Economists left guessing on timing of RBA rate cut

It's the question dividing economists and financial markets ahead of the Reserve Bank's board meeting next week - to cut or not to cut?

It's the question dividing economists and financial markets ahead of the Reserve Bank's board meeting next week - to cut or not to cut?

The cash rate is at a historic low of 3 per cent, but some analysts said the central bank should continue its easing cycle, which has seen interest rates fall by 175 basis points since November 2011.

Financial markets are pricing in a 56 per cent chance the Reserve will reduce rates by 25 basis points on Tuesday. Markets are also pricing in that official cash rates could fall to at least 2.5 per cent by the end of the year.

At the same time, the majority of economists are taking a more cautious view and forecast June as the earliest month in which the RBA would make a move.

The strongest case supporting a cut is low inflation, said Macquarie economist Gabby Hajj, who supports lower rates.

"Abstracting from the impact that the carbon tax had on the inflation measure, inflation should be running at the bottom end of the target band. The RBA is an inflation-targeting central bank and lower inflation tends to indicate slowing growth and slowing demand," Mr Hajj said.

"In our view, it provides the scope and the catalyst for [the Reserve] to cut in May."

NAB senior economist David de Garis said there have been questions about the strength of the housing recovery, which the RBA has said is central to filling some of the gap expected to be left by the peak in mining investment later this year.

Another factor that could push the Reserve to lower rates is the higher unemployment rate, Mr Hajj said.
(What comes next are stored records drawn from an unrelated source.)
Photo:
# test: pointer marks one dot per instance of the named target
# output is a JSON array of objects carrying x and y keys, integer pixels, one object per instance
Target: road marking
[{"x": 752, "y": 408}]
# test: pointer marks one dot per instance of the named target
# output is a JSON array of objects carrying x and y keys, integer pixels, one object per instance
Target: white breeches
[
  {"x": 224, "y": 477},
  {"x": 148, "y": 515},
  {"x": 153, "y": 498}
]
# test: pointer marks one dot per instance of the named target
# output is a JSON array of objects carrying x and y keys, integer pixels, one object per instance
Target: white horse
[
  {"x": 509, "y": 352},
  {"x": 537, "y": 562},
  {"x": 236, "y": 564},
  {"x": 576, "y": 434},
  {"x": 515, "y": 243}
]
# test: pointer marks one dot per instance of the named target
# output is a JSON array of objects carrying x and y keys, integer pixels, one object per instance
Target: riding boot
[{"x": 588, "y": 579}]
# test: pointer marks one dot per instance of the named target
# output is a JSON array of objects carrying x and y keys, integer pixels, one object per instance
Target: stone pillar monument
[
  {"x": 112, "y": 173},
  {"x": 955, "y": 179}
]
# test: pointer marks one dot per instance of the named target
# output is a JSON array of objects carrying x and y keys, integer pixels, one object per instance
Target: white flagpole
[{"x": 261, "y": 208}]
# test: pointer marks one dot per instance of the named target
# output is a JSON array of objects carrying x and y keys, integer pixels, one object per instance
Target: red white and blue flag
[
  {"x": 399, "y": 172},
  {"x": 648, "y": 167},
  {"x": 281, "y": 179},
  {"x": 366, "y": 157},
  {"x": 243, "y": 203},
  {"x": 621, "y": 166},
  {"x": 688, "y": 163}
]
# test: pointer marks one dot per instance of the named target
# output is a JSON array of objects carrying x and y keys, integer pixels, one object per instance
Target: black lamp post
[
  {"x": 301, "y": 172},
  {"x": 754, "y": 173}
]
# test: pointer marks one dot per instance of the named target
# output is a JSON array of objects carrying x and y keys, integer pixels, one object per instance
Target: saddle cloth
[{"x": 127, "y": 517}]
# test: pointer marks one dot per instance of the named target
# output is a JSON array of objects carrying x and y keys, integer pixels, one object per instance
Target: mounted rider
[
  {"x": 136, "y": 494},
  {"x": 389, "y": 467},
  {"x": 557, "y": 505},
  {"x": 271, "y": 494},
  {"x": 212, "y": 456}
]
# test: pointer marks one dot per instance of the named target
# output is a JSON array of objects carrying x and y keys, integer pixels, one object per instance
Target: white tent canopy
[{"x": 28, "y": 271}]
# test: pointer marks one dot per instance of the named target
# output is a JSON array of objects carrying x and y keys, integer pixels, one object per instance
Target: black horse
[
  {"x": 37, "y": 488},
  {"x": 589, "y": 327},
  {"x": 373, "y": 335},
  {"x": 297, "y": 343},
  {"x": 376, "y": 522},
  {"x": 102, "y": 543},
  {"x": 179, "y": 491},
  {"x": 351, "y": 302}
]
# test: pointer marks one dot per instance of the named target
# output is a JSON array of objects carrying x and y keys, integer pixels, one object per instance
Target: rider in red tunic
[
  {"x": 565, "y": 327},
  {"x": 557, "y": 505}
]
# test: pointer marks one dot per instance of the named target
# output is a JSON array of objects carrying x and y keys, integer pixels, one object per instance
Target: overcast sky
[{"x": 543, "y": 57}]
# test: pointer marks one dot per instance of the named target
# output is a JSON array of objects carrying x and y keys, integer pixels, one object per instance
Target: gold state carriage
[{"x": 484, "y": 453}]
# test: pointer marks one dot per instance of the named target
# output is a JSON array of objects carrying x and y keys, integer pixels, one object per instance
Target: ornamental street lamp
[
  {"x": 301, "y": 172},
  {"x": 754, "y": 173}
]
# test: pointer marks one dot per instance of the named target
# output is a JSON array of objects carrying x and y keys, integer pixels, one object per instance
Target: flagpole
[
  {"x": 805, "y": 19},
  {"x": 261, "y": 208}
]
While the Reserve expects unemployment to gradually tick up towards 5.75 per cent this year, the current level — 5.6 per cent — is already close to that.

In contrast, Barclays' chief economist Kieran Davies, who does not expect the Reserve to move on Tuesday, said it could point to improved activity in some sectors of the economy as a sign the earlier cuts were working.
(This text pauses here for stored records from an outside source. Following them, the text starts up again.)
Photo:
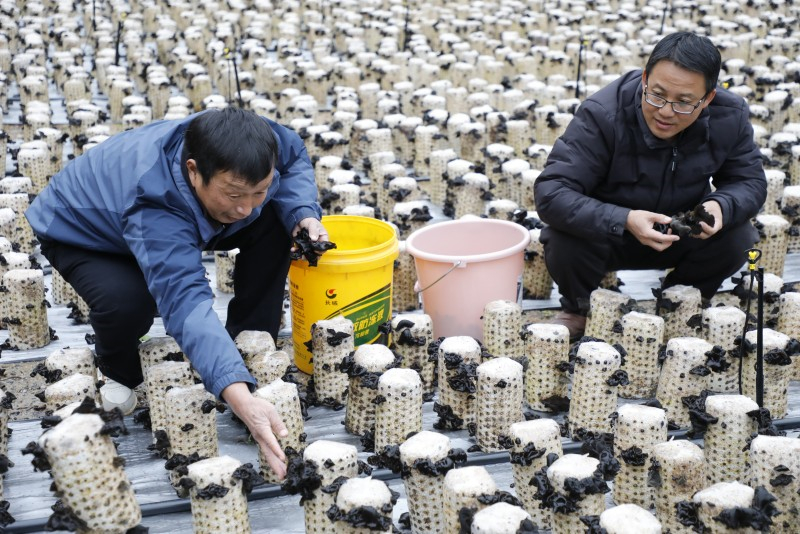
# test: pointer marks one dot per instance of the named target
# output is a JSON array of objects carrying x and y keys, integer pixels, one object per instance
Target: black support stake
[{"x": 760, "y": 341}]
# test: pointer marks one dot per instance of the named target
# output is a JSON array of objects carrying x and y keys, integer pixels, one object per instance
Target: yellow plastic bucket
[{"x": 354, "y": 280}]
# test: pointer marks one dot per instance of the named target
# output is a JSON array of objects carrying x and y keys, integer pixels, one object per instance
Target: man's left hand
[
  {"x": 712, "y": 207},
  {"x": 316, "y": 232}
]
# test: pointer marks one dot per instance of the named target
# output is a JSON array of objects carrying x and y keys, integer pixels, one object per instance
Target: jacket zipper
[{"x": 674, "y": 159}]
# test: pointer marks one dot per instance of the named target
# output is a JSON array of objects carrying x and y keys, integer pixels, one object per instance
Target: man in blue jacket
[
  {"x": 646, "y": 147},
  {"x": 126, "y": 224}
]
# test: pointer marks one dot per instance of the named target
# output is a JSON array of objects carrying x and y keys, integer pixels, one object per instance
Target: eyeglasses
[{"x": 683, "y": 108}]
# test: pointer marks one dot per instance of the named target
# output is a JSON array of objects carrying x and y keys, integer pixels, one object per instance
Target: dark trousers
[
  {"x": 578, "y": 265},
  {"x": 122, "y": 309}
]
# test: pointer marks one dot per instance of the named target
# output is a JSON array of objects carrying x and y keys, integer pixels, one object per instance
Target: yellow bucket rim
[{"x": 367, "y": 257}]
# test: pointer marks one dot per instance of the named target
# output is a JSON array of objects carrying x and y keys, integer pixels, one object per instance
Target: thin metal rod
[
  {"x": 578, "y": 74},
  {"x": 116, "y": 48},
  {"x": 760, "y": 341}
]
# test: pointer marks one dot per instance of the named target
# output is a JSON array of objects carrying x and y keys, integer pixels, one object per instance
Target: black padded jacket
[{"x": 608, "y": 163}]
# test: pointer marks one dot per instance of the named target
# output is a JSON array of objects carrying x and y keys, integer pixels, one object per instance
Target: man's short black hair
[
  {"x": 231, "y": 140},
  {"x": 690, "y": 51}
]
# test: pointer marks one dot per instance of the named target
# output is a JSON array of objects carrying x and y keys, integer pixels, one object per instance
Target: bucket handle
[{"x": 450, "y": 270}]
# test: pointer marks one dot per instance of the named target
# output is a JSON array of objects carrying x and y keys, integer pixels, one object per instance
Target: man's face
[
  {"x": 227, "y": 198},
  {"x": 668, "y": 81}
]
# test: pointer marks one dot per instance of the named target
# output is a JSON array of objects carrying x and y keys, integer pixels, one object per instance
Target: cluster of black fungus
[
  {"x": 499, "y": 496},
  {"x": 758, "y": 516},
  {"x": 505, "y": 442},
  {"x": 367, "y": 517},
  {"x": 698, "y": 417},
  {"x": 250, "y": 477},
  {"x": 7, "y": 400},
  {"x": 209, "y": 405},
  {"x": 5, "y": 517},
  {"x": 520, "y": 216},
  {"x": 212, "y": 491},
  {"x": 618, "y": 378},
  {"x": 404, "y": 336},
  {"x": 592, "y": 523},
  {"x": 654, "y": 473},
  {"x": 301, "y": 477},
  {"x": 333, "y": 487},
  {"x": 687, "y": 223},
  {"x": 454, "y": 458},
  {"x": 368, "y": 441},
  {"x": 686, "y": 514},
  {"x": 782, "y": 478},
  {"x": 633, "y": 456},
  {"x": 334, "y": 338},
  {"x": 716, "y": 360},
  {"x": 663, "y": 303},
  {"x": 40, "y": 461},
  {"x": 447, "y": 418},
  {"x": 353, "y": 370},
  {"x": 765, "y": 425},
  {"x": 142, "y": 417},
  {"x": 465, "y": 378},
  {"x": 418, "y": 214},
  {"x": 161, "y": 445},
  {"x": 310, "y": 250},
  {"x": 600, "y": 445},
  {"x": 49, "y": 375},
  {"x": 695, "y": 322},
  {"x": 777, "y": 357}
]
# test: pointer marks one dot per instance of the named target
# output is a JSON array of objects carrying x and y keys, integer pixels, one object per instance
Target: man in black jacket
[{"x": 650, "y": 145}]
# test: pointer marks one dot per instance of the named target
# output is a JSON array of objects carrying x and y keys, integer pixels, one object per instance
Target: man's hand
[
  {"x": 712, "y": 207},
  {"x": 263, "y": 422},
  {"x": 316, "y": 232},
  {"x": 640, "y": 223}
]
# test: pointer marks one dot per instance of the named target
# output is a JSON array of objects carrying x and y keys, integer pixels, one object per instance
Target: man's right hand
[
  {"x": 262, "y": 420},
  {"x": 640, "y": 223}
]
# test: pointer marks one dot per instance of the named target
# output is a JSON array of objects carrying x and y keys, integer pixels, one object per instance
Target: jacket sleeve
[
  {"x": 741, "y": 186},
  {"x": 163, "y": 242},
  {"x": 579, "y": 162},
  {"x": 296, "y": 197}
]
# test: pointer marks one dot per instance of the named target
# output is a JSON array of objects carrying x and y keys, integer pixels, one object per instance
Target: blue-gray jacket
[
  {"x": 128, "y": 196},
  {"x": 608, "y": 163}
]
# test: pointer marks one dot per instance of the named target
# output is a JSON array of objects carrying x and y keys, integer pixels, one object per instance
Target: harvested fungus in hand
[{"x": 310, "y": 250}]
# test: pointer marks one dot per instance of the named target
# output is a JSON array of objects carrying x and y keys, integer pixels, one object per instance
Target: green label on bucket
[{"x": 367, "y": 314}]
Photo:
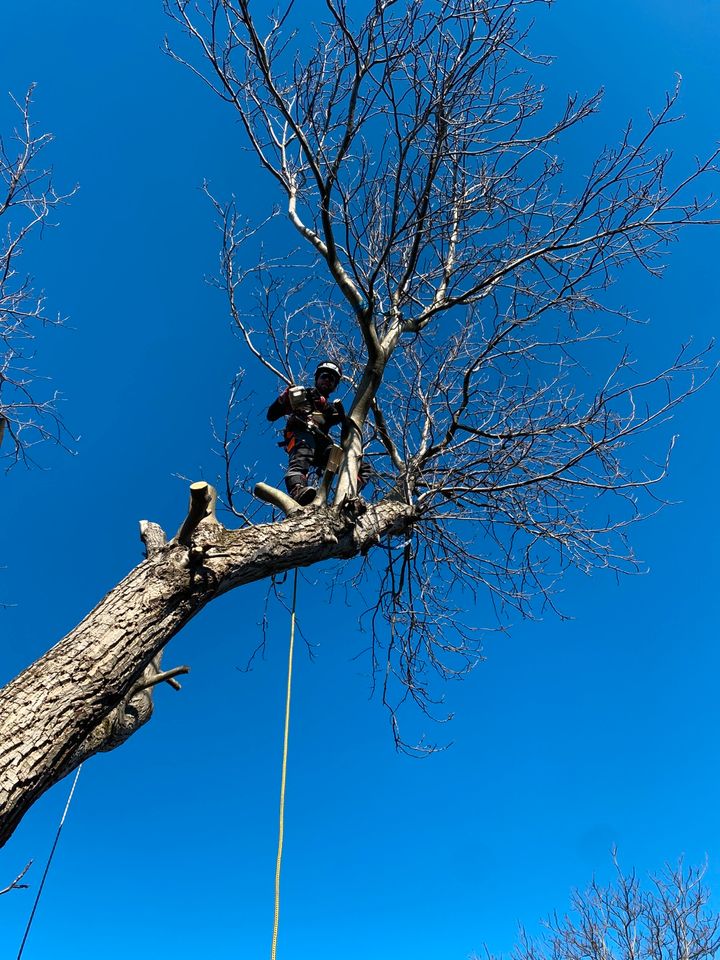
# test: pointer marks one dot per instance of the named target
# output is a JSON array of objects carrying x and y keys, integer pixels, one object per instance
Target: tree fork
[{"x": 52, "y": 716}]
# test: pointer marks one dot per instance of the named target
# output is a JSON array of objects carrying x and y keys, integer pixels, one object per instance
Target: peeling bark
[{"x": 90, "y": 692}]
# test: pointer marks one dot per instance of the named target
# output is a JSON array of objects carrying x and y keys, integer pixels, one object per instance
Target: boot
[{"x": 303, "y": 495}]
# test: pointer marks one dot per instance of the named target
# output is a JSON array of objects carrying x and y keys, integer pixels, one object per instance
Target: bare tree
[
  {"x": 27, "y": 200},
  {"x": 461, "y": 274},
  {"x": 671, "y": 918}
]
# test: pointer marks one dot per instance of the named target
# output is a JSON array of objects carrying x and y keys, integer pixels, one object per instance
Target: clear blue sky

"The housing market has picked up over the past year, house prices are off their lows of last year, consumer confidence is back above average and equity prices are also higher than last year," Mr Davies said.

He said the average interest rate for mortgages and households was already very close to the lows reached during the financial crisis when the economic situation was worse.

UBS chief economist Scott Haslem said some commodity prices, such as the iron ore price, had improved, pointing out that the iron ore price is currently between $130 to $140, compared to $100 when the Reserve last cut rates at the end of last year.

Mr De Garis said while the recent spate of economic data has been mostly disappointing, he expected the Reserve to wait until June before it makes a decision on whether to continue the easing cycle.

"[The Reserve] could at least argue that the case might be there to wait another month to see whether what we've seen in the past month is a bump along the way, and the recovery is still on track, or whether things have really flattened out, are receding again and the economy could take more stimulus," he said.